A particular highlight is an extraordinary display case containing a wealth of Jewish cultural objects: impressive Torah jewellery, Torah ark curtains, lamps. More than anything, they remind us that material Jewish culture was almost utterly destroyed in Germany.
An interactive family album on a huge touchscreen lets you trace the inherited family objects that form the centrepiece of the collection. Rudi Librowicz, for example, bequeathed the museum not only a precious Torah scroll which he was given for his Bar mitzvah in Berlin, he also gifted the museum his copy of the book Struwwelhitler that his parents gave him once the family had moved to England.
The history of Jews in East Germany remains a sidenote
The new core exhibition risks taking a closer look at the present day and the decades since 1945, with a focus on reconciliation, Germany’s relationship to Israel and the Russian-speaking Jews who immigrated from the former Soviet Union.
Here, for instance, we encounter an Erika typewriter with Cyrillic keys. With this very machine, one Noam Kruk typed out applications for Jews who wanted to emigrate from Ukraine to West Germany in the 1970s.
There’s a lot here, but still it’s not enough. The post-war segment is told primarily from a West German perspective, while the history of Jews in the GDR is barely touched upon.
What does it mean to be Jewish? The exhibition provides no definitive answer. One should listen intently to “Final chorus”, part of a video installation titled “Mesubin” by Yael Reuveny that concludes the show.

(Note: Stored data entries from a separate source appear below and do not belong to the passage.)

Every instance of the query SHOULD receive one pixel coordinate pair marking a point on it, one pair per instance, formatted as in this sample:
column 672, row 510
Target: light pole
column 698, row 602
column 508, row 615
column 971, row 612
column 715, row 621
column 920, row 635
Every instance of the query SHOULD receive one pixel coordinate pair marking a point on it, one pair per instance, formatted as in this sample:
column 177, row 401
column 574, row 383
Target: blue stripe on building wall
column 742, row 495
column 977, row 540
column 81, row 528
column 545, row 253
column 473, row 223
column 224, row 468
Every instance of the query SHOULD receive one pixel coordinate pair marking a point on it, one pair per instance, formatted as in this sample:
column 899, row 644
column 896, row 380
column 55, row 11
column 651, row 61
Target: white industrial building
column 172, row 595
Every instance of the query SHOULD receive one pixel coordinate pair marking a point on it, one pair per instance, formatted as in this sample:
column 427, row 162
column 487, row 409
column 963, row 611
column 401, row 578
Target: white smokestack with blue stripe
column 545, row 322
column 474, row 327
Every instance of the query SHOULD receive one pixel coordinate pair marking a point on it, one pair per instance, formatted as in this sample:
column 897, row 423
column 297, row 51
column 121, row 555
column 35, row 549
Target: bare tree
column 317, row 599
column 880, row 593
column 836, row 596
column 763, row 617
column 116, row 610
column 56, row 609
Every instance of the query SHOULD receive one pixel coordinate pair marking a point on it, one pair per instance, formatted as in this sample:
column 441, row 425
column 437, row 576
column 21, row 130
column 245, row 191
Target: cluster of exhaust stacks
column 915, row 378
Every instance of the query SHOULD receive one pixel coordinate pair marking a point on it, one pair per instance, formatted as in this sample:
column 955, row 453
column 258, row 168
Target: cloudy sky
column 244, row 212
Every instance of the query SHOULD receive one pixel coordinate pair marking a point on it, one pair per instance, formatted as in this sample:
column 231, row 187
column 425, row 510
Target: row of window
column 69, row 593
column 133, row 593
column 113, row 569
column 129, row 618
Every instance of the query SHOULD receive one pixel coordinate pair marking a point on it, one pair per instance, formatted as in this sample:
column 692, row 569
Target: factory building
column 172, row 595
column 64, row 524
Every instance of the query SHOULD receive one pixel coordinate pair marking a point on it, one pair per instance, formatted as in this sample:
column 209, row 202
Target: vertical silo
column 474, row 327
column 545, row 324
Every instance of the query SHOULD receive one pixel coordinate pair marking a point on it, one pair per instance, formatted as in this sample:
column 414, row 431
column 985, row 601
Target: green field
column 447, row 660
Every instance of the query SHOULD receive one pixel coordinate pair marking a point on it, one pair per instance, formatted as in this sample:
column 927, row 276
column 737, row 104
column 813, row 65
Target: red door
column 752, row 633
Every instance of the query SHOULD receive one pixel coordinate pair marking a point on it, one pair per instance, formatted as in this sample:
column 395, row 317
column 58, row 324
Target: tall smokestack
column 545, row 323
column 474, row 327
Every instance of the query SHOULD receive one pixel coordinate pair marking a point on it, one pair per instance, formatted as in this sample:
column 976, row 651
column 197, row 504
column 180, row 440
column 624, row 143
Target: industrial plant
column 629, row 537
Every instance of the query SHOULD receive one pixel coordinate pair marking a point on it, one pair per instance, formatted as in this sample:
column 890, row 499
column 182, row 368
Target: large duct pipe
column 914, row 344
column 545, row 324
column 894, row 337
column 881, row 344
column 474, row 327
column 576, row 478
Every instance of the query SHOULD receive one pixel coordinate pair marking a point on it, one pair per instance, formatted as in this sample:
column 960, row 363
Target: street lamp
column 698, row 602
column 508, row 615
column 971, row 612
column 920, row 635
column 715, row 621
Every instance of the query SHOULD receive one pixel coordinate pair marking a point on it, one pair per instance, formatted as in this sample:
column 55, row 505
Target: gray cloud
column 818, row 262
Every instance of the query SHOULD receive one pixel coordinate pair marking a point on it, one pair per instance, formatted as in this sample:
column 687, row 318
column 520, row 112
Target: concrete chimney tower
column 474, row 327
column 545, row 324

“I want to be a Ninja,” cries a young boy from an Orthodox family sporting sidelocks and a kippah. Here, some 50 Jewish men and women from Berlin and across Germany –old and young, religious and non-religious—speak about what it means for them to be Jewish. Of course, it’s impossible to fit all of these people into one box. And then, at the end, all of them join together to sing a Passover song - nicely out of tune.
Such ambiguity is a strength that makes the exhibition feel almost boundless. It’s an invitation to all Berliners, Jewish or not. In recent years, locals have made up a very small proportion of visitors. Now they have a reason to return.
The new core exhibition at the Jewish Museum Berlin, “Jewish Life in Germany: Past and Present” opened on August 23.